There have been many glorious recordings
of Richard Strauss’s Four Last Songs, his final and possibly his most exquisite
celebration of the soprano voice, since their first performance by Kirsten
Flagstad at London’s Royal Albert Hall in May 1950. These have included
Janowitz, Jurinac, Schwarzkopf, Della Casa, Te Kanawa etc. This year
another sublime performance was committed to disc by Soile Isokoski
with the Berlin Radio Symphony Orchestra conducted by Marek Janowski
on Ondine ODE982-2, a recording that narrowly missed my critic’s 2002
choice short list. (Janowski’s accompaniment features ravishing horn
and fiddle solos in the ‘September’ and ‘Beim Schlafengehen’ songs respectively.)
This reissue enters an intensely competitive field.
Augér’s beautiful timbre, her silken,
seemingly effortless contouring of Strauss’s sinuous, sensual vocal
lines and her affecting expressive singing make this a most distinguished
reading, comparable with any of the performances identified above. Previn’s
accompaniment is sympathetic. (Augér’s untimely death in 1993 when she
was only in her early 50s was a tragic loss to music.)
Richard Strauss’s Ein
Heldenleben is not an easy work to bring off convincingly.

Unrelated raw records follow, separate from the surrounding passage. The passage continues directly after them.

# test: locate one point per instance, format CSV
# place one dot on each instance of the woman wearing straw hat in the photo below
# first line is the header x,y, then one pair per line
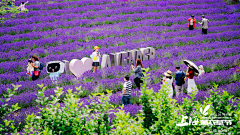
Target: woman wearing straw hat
x,y
201,70
168,79
191,83
96,58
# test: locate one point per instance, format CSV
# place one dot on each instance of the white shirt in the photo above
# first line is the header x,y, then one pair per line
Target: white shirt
x,y
30,67
94,57
191,22
169,82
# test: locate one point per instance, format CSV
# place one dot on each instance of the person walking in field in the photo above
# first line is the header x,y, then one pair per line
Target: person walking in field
x,y
179,77
191,83
204,24
191,24
22,6
96,58
168,80
127,87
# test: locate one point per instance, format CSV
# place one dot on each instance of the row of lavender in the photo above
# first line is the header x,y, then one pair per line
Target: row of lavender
x,y
232,88
171,51
86,5
179,41
104,12
158,52
165,63
171,17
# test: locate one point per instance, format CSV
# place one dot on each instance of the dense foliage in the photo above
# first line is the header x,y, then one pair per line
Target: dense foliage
x,y
69,29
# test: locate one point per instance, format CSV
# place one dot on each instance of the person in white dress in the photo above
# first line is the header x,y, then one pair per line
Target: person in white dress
x,y
96,58
191,83
201,70
168,80
22,6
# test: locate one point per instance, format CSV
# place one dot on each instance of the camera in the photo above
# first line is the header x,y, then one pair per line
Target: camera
x,y
58,67
131,62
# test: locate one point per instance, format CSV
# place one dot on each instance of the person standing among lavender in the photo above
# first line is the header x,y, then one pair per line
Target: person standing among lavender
x,y
96,59
22,6
191,24
201,70
179,77
204,24
36,65
168,80
138,72
191,83
127,87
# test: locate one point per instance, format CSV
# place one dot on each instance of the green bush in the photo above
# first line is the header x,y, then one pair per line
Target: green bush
x,y
159,115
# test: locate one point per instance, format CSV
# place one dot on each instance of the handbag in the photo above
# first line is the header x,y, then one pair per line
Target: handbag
x,y
36,73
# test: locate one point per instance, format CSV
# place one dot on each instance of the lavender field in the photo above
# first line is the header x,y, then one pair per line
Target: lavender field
x,y
66,30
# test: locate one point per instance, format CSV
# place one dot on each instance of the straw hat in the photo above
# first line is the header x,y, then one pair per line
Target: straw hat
x,y
96,47
168,73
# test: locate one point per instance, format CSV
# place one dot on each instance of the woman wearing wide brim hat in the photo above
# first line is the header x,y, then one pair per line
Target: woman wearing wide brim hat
x,y
201,70
190,74
168,80
96,58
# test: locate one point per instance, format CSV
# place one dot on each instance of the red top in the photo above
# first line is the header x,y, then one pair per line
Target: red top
x,y
191,74
194,20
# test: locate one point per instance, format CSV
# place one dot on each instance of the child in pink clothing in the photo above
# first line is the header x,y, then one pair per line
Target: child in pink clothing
x,y
30,68
22,6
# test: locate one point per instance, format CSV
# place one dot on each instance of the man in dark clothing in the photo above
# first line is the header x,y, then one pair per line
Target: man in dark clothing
x,y
179,81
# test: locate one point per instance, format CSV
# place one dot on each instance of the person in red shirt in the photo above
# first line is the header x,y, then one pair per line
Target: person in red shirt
x,y
191,24
191,83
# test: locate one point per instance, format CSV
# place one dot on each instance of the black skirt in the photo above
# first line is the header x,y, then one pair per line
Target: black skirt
x,y
191,27
95,64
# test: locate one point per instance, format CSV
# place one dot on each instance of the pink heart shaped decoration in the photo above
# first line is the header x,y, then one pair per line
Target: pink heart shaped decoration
x,y
78,67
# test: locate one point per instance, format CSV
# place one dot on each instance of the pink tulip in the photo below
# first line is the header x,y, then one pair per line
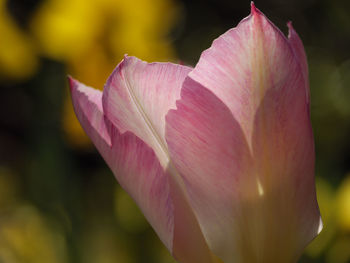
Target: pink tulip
x,y
220,157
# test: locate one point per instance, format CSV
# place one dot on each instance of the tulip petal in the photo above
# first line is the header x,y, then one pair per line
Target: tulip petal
x,y
208,148
138,170
298,48
241,138
133,163
137,97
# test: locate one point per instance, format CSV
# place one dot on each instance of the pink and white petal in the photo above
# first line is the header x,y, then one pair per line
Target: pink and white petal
x,y
254,71
139,172
137,97
209,150
134,164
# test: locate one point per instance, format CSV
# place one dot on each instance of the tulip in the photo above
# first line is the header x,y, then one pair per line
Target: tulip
x,y
219,157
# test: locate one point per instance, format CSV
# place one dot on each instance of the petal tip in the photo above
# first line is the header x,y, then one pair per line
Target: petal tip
x,y
253,9
72,82
291,29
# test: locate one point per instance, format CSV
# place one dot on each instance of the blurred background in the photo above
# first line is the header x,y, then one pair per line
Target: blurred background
x,y
58,200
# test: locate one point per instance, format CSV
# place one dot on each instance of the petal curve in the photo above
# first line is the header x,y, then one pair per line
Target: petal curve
x,y
258,75
137,97
134,164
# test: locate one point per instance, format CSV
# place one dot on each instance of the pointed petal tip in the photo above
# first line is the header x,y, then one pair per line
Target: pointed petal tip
x,y
71,82
253,9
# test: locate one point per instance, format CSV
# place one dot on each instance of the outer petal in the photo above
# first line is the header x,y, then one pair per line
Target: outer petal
x,y
138,170
137,97
253,186
133,163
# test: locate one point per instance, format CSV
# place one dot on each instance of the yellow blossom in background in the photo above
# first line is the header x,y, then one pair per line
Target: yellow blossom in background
x,y
17,53
91,37
343,205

I can only remember one interpretation of its pompous, overblown personal
agenda that has persuaded me – well nearly – that of Celibidache with
the SWR Stuttgart Radio Symphony Orchestra in a boxed set of his recordings
of Richard Strauss works (DG 453 190-2).
Here Previn with the Vienna Philharmonic
is not quite so successful. There is swagger for the opening portrait
of the hero but Celibidache’s biting satire for the hero’s adversaries
is missing, the hero’s helpmate is not quite so capricious or beguiling
either. Previn’s battlefield is an exciting place and ultimately gloriously
victorious but again it lacks the depth and realistic perspectives of
the Stuttgart performance. Previn’s reading of the hero’s works of peace
movement is reasonably successful avoiding a tendency towards banality
that can trap less wary interpreters.
Augér beguiles in Richard Strauss’s Four Last Songs. Previn turns in a very satisfactory
reading of the flawed Ein Heldenleben.